Terre desolate è il terzo episodio della serie La Torre Nera ed è un signor romanzo. Certo, un romanzo complesso, intricato, assolutamente incomprensibile per chi non ha seguito il lento e graduale percorso che ha portato alla formazione del Ka-tet composto da Roland di Gilead, Susannah Dean, Eddie Dean, Jake e Oy. Insomma il libro può essere apprezzato solo da chi si è avventurato nello strano mondo del pistolero almeno a partire dal precedente episodio intitolato La Chiamata dei Tre. Se questa conditio sine qua non viene rispettata, allora si è davvero pronti per il lungo viaggio alla ricerca della fantomatica Torre Nera, chiodo fisso di Roland ultimo pistolero in un mondo che è andato avanti, degradandosi, corrompendosi e mostrando un volto sottostante fatto di cimeli del passato, interpretabili come resti di una civiltà del tutto simile alla nostra.
Nel libro precedente tre porte poste lungo una spiaggia popolata da aramostre avevano permesso a Roland di trasportare nel suo mondo il tossicodipendente Eddie e Susannah una ragazza di colore (schizofrenica) costretta su una sedia a rotelle. Entrambi infatti erano funzionali e necessari al pistolero per la sua ricerca della Torre Nera. I due ragazzi newyorkesi venivano da due decenni diversi, Eddie dagli anni 80 e Susannah dagli anni 60. Manca però ancora un personaggio perché il viaggio possa veramente avere inizio, e questi non è altri che Jake, un ragazzino di New York che ha già bazzicato questa strana realtà parallela ma che vive la strana situazione di sdoppiamento data dal fatto di essere morto nel mondo di Roland ma di essere vivo nel suo. Questa follia potrà finire solo nel momento in cui Jake farà ritorno nel Medio Mondo, evento che avviene proprio in Terre Desolate.
L’elemento realmente affascinante di questa serie (andata via via rovinandosi dal quinto episodio in poi) è proprio questo strano collegamento tra il mondo di Roland e la Terra che si manifesta copioso a mano a mano che i tre personaggi provenienti dal nostro pianeta si fondono sempre più col tessuto connettivo del Medio Mondo. Mentre nel secondo episodio i cosiddetti terrestri continuano a stupirsi delle stranezze del mondo del pistolero, in questo libro sembrano ormai aver preso confidenza sia con la desolazione che li circonda sia con il fatto di diventare essi stessi pistoleri e perciò consapevoli di una missione da svolgere, una missione di cui però loro sono solo strumenti e non protagonisti. La ricerca è qualcosa che li affascina ma che non capiscono del tutto, la accettano così come hanno ormai metabolizzato il fatto di non poter mai più tornare indietro alla loro vita precedente. Ormai amano quello strano posto e ricordano con pochi sprazzi di nostalgia la vita nella Grande Mela, pronti a tutto per accompagnare Roland fino alla fine del Vettore. Il viaggio si mostra subito lungo e periglioso e i tre affrontano continui ostacoli guidati solo dal pensiero di andare avanti, succeda quel che succeda.

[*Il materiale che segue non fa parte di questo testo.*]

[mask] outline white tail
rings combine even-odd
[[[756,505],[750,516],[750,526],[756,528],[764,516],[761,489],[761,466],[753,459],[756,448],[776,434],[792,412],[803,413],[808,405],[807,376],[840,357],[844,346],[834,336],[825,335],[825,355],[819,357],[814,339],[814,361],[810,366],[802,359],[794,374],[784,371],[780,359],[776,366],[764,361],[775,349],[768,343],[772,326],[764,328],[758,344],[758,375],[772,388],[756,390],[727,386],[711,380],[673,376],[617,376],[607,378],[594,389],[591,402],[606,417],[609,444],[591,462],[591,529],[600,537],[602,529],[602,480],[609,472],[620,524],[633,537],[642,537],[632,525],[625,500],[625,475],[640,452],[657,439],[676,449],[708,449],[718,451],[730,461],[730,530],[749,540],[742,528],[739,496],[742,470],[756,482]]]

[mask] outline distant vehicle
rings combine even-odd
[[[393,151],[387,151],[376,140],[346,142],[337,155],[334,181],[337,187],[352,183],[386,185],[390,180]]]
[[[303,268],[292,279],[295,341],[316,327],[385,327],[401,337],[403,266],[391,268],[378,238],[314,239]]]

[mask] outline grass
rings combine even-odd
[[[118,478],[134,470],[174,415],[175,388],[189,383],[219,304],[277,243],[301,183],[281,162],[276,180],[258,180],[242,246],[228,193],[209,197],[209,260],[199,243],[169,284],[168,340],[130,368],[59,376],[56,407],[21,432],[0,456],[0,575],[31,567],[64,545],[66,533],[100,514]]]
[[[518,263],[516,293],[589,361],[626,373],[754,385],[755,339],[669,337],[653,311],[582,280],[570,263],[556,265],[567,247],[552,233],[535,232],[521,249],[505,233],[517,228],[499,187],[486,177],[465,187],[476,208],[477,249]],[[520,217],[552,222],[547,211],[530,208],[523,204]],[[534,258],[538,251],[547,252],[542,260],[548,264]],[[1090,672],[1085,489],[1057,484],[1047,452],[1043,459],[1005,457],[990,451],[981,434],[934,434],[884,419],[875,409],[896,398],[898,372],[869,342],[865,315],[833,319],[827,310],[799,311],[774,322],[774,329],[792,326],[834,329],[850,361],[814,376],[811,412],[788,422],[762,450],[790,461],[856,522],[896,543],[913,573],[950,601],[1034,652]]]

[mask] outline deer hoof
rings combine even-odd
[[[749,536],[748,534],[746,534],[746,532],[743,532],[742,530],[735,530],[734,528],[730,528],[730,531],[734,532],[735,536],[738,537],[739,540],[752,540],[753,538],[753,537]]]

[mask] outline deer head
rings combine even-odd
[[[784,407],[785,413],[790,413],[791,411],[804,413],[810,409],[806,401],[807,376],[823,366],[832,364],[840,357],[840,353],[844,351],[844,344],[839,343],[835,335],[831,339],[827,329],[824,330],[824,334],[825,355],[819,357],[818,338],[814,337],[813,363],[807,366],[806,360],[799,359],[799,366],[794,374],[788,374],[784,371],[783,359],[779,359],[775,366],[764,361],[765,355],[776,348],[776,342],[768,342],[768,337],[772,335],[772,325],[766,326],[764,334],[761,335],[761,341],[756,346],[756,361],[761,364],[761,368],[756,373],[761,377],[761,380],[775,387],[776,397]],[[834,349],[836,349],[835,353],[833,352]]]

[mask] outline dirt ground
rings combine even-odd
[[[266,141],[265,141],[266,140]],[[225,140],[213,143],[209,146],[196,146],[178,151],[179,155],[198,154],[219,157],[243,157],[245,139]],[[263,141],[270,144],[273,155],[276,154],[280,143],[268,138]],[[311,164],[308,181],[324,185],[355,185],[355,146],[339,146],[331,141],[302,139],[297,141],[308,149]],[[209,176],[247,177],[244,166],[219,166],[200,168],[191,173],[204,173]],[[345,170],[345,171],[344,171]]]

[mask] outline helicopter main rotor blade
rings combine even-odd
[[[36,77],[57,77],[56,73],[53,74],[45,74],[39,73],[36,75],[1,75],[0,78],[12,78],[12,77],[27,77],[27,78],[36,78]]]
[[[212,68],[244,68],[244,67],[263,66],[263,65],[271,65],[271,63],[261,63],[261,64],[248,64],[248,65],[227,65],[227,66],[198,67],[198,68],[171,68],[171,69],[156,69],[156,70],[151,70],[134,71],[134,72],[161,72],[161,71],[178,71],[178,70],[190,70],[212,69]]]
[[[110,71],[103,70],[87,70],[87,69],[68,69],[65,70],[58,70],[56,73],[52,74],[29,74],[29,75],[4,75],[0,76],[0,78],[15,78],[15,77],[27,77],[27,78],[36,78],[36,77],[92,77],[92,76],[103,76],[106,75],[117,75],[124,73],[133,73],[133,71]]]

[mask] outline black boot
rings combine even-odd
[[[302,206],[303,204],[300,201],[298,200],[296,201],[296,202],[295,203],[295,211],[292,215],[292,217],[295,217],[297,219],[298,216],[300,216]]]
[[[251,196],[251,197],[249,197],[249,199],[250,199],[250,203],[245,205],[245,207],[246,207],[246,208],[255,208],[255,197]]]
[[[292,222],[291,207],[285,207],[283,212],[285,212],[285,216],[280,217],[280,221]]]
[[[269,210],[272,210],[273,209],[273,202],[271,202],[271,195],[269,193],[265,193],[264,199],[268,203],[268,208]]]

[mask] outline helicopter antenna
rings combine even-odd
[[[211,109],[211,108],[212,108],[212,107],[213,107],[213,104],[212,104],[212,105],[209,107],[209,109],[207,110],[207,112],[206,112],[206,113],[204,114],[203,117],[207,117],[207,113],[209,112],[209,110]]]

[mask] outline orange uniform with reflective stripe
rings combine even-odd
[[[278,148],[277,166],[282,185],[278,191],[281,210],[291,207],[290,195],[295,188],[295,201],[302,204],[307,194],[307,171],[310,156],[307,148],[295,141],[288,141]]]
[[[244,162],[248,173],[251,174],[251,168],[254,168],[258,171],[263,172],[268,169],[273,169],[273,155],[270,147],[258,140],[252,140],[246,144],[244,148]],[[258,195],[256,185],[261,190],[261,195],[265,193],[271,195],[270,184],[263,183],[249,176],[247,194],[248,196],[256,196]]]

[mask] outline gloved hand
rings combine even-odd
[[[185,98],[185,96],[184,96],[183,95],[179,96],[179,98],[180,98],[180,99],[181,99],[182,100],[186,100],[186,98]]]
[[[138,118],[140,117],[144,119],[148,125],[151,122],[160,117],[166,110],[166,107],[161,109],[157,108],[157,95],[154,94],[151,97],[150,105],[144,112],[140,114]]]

Il romanzo a differenza del precedente ha parecchie corrispondenze tra i due mondi, alcune davvero fondamentali nella prosecuzione della storia: la Rosa in particolar modo, una rosa che è l’elemento chiave di tutta la serie e che qui viene solo presentata ma di cui si percepisce la grande potenza pur essendo apparentemente solo un semplice fiore in un campo abbandonato di New York. Sono tutti elementi che devono essere tenuti in grande considerazione da chi vuole continuare a leggere la storia perché diventeranno maledettamente complicati nei libri successivi, molto più macchinosi e meno immediati di questo romanzo.
Ciò che colpisce è la grandezza di King nel narrare con semplicità e scorrevolezza un’accozzaglia di assurdità ma che hanno alla fine una logica stringente. Come non capire infatti che la città di Lud non è altro che una New York in un’era post bellica? O che il Medio Mondo potrebbe essere la Terra tra milioni di anni? La serie della Torre Nera nei suoi episodi iniziali, ma soprattutto in questo romanzo, è un’ipotesi su come potrebbe diventare il nostro pianeta dopo una guerra nucleare. Questo ovviamente è il mio parere ma è anche una chiave di lettura tra le mille che si possono trovare. E’ questo il bello di questa fantastica avventura: un intreccio complesso e una ricchezza di simboli strabiliante. C’è tutto: l’ironia, la violenza, l’avventura, la superstizione, la speranza, la rassegnazione. Non manca niente. Non riesco a trovargli un difetto. Mentre La chiamata dei tre era un libro che cercava ancora il contatto con la realtà del nostro mondo, questo invece molla l’ancora e punta verso la follia ed è impossibile non farsi travolgere da questo fiume in piena.
Un gioiello che aveva un grave difetto: un finale in media res. Terribile per chi leggeva il romanzo nella sua prima edizione e doveva aspettare un ipotetico libro futuro (è il mio caso) ma ormai superato dai lettori dell’ultima ora che possono contare su tutta la serie al completo.